— Секретная? — насторожилась девушка. — Как интересно! — и голубые глазки ее загорелись.
— Вы умеете хранить тайны?
— Если это необходимо больному, это мой профессиональный долг, — с юной гордостью провозгласила она.
— Ко мне нужно вызвать одно лицо по фамилии Кофман. Запишите телефон. Это клубный. Но там передадут.
Светлана старательно записала номер, и почему-то шепотом спросила:
— Кофман? Это она? Я скажу ей, когда лучше прийти, чтобы повидаться с вами. Наедине. Я тоже выйду.
Больной рассмеялся:
— Кофман — это он, Рафаил Моисеевич.
Лицо девушки вытянулось.
— Так в чем же “секрет”? — разочарованно спросила она.
— В пропущенной пешке женя-6.
— Ах так! Значит, пешка Женя! Я так и думала! Она! Не беспокойтесь. Я все сделаю.
— И совершенно секретно.
— Как можно выдать Женю? За кого вы меня считаете?
У Званцева не было сил переубеждать ее, и она, гордая секретным поручением, пошла звонить по телефону.
Кофман, живший в Малаховке, только на следующий день, при Тане, прибежал к Званцеву:
— Я все понял насчет пешки женя-6. И еще вчера послал в Израиль телеграмму.
— Так вот о какой Жене идет речь, — воскликнула Таня. — А я все думала при чем тут жена Лилиенталя? Ее злые остряки прозвали “вдовой Чигорина”.
Видимо, медсестра Светлана профессионально заботилась о семейном счастье подопечного больного. А Таня умела это счастье свято хранить, не допуская подозрений.
Спустя полтора месяца Званцев с помощью медсестры Светланы учился ходить, гуляя с ней под-руку по старинному Московскому переулку. После долгого лежания ноги были ватными и плохо слушались.
Врачи, ставшие медицинскими светилами, лечащий врач Руда, впоследствии член-корреспондент Академии медицинских наук, заведующий отделением профессор, потом академик, Евгений Иванович Чазов уже тогда академик, так и не установили, был ли у Званцева инфаркт, но больного с помощью заботы его жены на ноги поставили. И, прощаясь с ними и даря каждому по новому изданию романа “Арктический мост”, Званцев шутливо извинялся за трудность диагноза, “утешив” их, что “вскрытие в свое время установит истину”. Они расстались с ним друзьями, чтобы встретиться позднее уже не как с пациентом.

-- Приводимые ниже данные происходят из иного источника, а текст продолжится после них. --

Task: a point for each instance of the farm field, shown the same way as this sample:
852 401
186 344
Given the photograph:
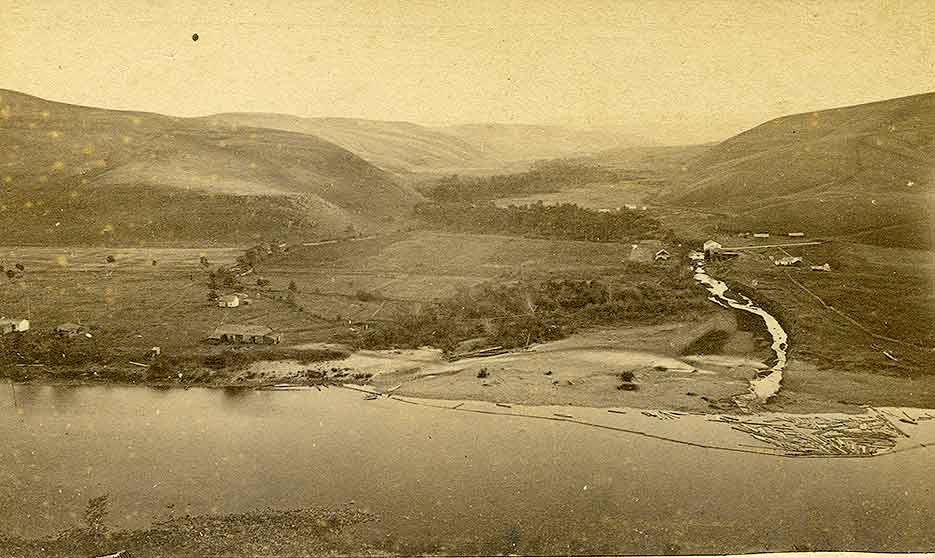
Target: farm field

Весной Званцев переехал в чудесное подмосковное местечко Абрамцево, где снял дачу, оказавшуюся неподалеку от дачи Антонио Спадавеккиа.
Тот был в восторге, застав своего друга за странным предписанным ему методом восстановительного лечения.
Званцев сидел на скамейке у цветочной клумбы и, глядя на окно мезонина, жужжал на выдохе, стараясь довести жужжание с десяти секунд до минуты.
— Ладно, тебя заставили тянуть букву “же” и ты можешь только “ужжаться”, а не букву “эс” или “эр”, — в своей обычной манере заявил Антонио, — а то не приведи Бог!
Здесь в Абрамцеве они задумали и совместно создали три одноактных оперы, посвященных космической теме. Музыка Спадавеккиа на либретто Званцева. При исполнении одной из них в День космонавтики в Кремлевском Дворце съездов, Антонио познакомил Сашу с первой космонавткой Земли Валентиной Терешковой.
Летом Званцев совсем окреп. Много гулял вдоль милой и холодной речки Вори. Сидел часами в парке былой усадьбы Аксакова-Мамонтова, часто заходил в старый помещичий дом Аксакова, ныне музей. Общался с памятью выдающихся людей прошлого серебряного века: Гоголя, Аксакова, Мамонтова, Васнецова, Серова, Врубеля…
Его хорошему настроению немало способствовала телеграмма из Израиля о присуждении его этюду золотой Олимпийской медали, которую в заграничной посылке доставили на Ломоносовский проспект, и его старший сын инженер-капитан III ранга Олег привез отцу. В отличие от спортивных медалей на ленте, одеваемых на шею, она была настольным украшением с изящной подставкой, ничем другим от спортивных наград не отличаясь.
Но Званцев не торопился почувствовать себя “Олимпийским чемпионом”. В отличие от спортивных результатов, определяемых сразу на месте, присуждение шахматных конкурсов задач и этюдов входило в силу месяца через два, если произведение не было дисквалифицировано побочным решением, ибо авторское должно быть единственным, исключительным; или нахождением в коллекциях предшественников.
Обвинений в плагиате он не боялся. Никому не могла прийти в голову такая безумная идея, за которую он взялся. Но шахматные возможности поистине бездонны, ни один шахматный этюд не был застрахован от побочного решения, найденного порой через десятки лет.